Now, here I am in Texas, having switched my voter registration to unenrolled back in January in MA again here in Texas in August to support Barack Obama, for reasons that are as much pastoral as political (my freind Eric points to as good an explanation as I can offer here). And yet the overwhelming vote here in Texas is probably, although I hope not, going to be for McCain.
dailyKos today points to an informative, although by no means revolutionary post from Nate Silver at 538.com that reminds us that this election, like every other Presidential election is really 50 elections because of the electoral college. And this year it comes down to this:
This is beginning to look like a five-state election. Those states are Virginia, Colorado, Pennsylvania, Ohio and Nevada. Essentially all relevant electoral scenarios involve some combination of these five states…
The victory conditions for Obama involving these five states proceed something as follows:
- Win Pennsylvania and ANY ONE of Colorado, Virginia, Ohio, or Nevada*
- Win Ohio and EITHER Colorado OR Virginia.
- Win Colorado AND Virginia AND Nevada.
(* Nevada produces a 269-269 tie, which would probably be resolved for Obama in the House of Represenatives.)

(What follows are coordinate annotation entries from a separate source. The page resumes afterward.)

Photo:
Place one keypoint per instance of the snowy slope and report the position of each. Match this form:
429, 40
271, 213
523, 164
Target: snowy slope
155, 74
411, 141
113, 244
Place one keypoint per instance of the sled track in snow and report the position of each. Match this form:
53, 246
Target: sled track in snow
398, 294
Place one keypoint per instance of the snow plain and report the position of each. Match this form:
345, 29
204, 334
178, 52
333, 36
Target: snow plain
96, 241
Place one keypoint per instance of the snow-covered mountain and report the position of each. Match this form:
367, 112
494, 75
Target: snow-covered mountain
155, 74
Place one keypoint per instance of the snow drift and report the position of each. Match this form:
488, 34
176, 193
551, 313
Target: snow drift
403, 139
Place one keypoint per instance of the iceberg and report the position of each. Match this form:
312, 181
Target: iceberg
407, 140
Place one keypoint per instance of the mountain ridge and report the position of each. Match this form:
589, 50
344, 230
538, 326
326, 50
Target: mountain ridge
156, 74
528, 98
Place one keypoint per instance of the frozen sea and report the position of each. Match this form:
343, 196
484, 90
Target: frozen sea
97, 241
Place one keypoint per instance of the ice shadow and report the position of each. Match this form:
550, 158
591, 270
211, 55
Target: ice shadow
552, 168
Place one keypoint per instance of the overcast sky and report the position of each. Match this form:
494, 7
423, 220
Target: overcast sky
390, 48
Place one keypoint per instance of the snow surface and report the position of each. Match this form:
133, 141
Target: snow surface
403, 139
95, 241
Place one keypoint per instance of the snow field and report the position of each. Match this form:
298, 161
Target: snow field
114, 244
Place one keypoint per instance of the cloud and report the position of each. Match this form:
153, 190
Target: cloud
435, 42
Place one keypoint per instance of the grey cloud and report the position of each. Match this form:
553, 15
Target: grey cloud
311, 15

Now, suppose you think that Colorado is already in the bag for Obama because of his large edge in early voting there. We can then simplify the victory conditions as follows:
- Win Pennsylvania
- Win Ohio
Win Virginia AND Nevada
This graphic from Pollster.com (again a hat tip to dailyKos) puts the race in a linear perspective, sort of an slide rule. Obama needs to grab a light blue state and McCain all the yellow toss up swing states and a bunch of light blue Obama leaning light blue states.
It’s really time to do away with the electoral college once and for all. In spite of Obama’s efforts to make this a 50 state campaign, he’s doing it out of electoral strategy and a mandate to govern, not out an electoral philosphy that argues the POUS should be popularly elected by the people. Popular election of the President requires a constitutional amendment. I stand corrected (see the comments) One way around it is a state law that pledges all the states electoral votes to the popular vote winner. See National Popular Vote for more information on their plan. I’d still rather have a Constitutional amendment (such as the one that supplied popular direct election of senators), but I’d settle for their plan in the interim.
UPDATE – In the Nov. 2 edition of the New York Times, Sarah K. Cowan points out that:
This system (the electoral college), along with the winner-take-all practice used to allocate most states’ electoral votes, creates the potential for an absurd outcome. In the unlikely event that all 213 million eligible voters cast ballots, either John McCain or Barack Obama could win enough states to capture the White House with only 47.8 million strategically located votes. The presidency could be won with just 22 percent of the electorate’s support, only 16 percent of the entire population’s.
With direct election you get the President the most people want. I also want Rank choice voting, also called Instant Run Off Voting (let the muppets explain it to you) so I can vote for my actual policy preferences without the fear of putting my least favorite candidate like Bush or McCain in the White House.
Until then candidate have to have an electoral strategy and I have to have a voting strategy and that’s not what democracy should look like.